FH-Studenten schicken Satelliten ins Weltall

Mit dem „ESA Lab” der europäischen Weltraumagentur setzt die FH Wr. Neustadt zu neuen Höhenflügen an.

••• Von Alexander Haide

Ein Stückchen Österreich „made in Wiener Neustadt” wurde bereits in den Orbit geschossen, ein weiteres soll im Jahr 2026 folgen. Auch wenn die Mikro-Satelliten aus Niederösterreich nur so groß sind wie eine Schuhschachtel, leisten sie dennoch wichtige wissenschaftliche Arbeit – genauso wie ihre „großen” Kollegen. Möglich macht das der Masterstudiengang Aerospace Engineering der Fachhochschule Wiener Neustadt, der bereits im Jahr 2012 gestartet wurde und den pro Jahrgang rund 25 Studierende absolvieren.

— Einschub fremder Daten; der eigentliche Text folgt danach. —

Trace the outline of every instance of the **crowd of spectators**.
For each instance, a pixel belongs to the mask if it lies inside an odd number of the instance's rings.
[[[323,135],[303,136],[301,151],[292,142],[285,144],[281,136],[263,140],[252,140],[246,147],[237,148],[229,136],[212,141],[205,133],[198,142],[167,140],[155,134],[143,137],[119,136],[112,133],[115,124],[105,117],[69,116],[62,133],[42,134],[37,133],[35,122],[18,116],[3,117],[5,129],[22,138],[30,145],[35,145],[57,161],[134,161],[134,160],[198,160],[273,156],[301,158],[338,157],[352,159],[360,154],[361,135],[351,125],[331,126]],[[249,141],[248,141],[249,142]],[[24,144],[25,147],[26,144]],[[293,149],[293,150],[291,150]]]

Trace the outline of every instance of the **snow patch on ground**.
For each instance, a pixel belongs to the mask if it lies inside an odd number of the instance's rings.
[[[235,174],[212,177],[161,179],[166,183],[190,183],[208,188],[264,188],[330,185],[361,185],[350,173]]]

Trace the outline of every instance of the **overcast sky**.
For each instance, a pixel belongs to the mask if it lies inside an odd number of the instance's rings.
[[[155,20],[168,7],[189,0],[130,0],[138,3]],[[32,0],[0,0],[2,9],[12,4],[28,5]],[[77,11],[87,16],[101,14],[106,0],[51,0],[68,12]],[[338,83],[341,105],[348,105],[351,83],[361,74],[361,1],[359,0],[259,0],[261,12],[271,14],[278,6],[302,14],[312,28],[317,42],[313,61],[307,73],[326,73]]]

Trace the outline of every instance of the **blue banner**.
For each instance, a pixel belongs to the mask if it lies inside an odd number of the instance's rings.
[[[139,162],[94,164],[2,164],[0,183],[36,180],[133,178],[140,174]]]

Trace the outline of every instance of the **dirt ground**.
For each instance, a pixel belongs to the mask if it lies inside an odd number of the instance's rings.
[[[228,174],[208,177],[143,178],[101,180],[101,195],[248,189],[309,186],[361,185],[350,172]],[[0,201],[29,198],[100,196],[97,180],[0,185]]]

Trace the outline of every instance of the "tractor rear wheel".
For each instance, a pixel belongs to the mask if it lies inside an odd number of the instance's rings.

Seit 1998 existiert die Forschungs- und Technologietransfer GmbH (Fotec), die die Fachhochschule Wiener Neustadt bei der Umsetzung ihrer F&E-Strategie für ihre technischen Bachelor- und Master-Studiengänge unterstützt. Dazu initiiert die Fotec Forschungs-, Technologie- und Innovationsvorhaben, unter anderem mit Partnern aus der Wirtschaft, und wickelt diese auch ab.
Diese Science-Power war wohl einer der Gründe, weshalb die europäische Weltraumagentur ESA die Fachhochschule Wiener Neustadt und Fotec als Standort für das erste offizielle „ESA Lab” in Österreich auswählte.
Weshalb das ein bedeutender Schritt zur Entwicklung neuer Technologien ist, erklären Carsten Scharlemann, Leiter des Masterstudiengangs „Aerospace Engineering” an der Fachhochschule Wiener Neustadt, und Bernhard Seifert, Leiter der Abteilung „Aerospace Engineering” bei der Fotec.


medianet:
Fotec ist das Forschungsunternehmen der Fachhochschule Wiener Neustadt. Was machen Sie genau?
Bernhard Seifert: Es geht darum, Erkenntnisse aus der Forschung zur Anwendung in die Wirtschaft zu bringen und technisch-wissenschaftliche Erkenntnisse aus den Projekten in die Lehre an der Fachhochschule Wiener Neustadt einfließen zu lassen.

medianet:
Woher erhalten Sie Ihre Forschungsaufträge?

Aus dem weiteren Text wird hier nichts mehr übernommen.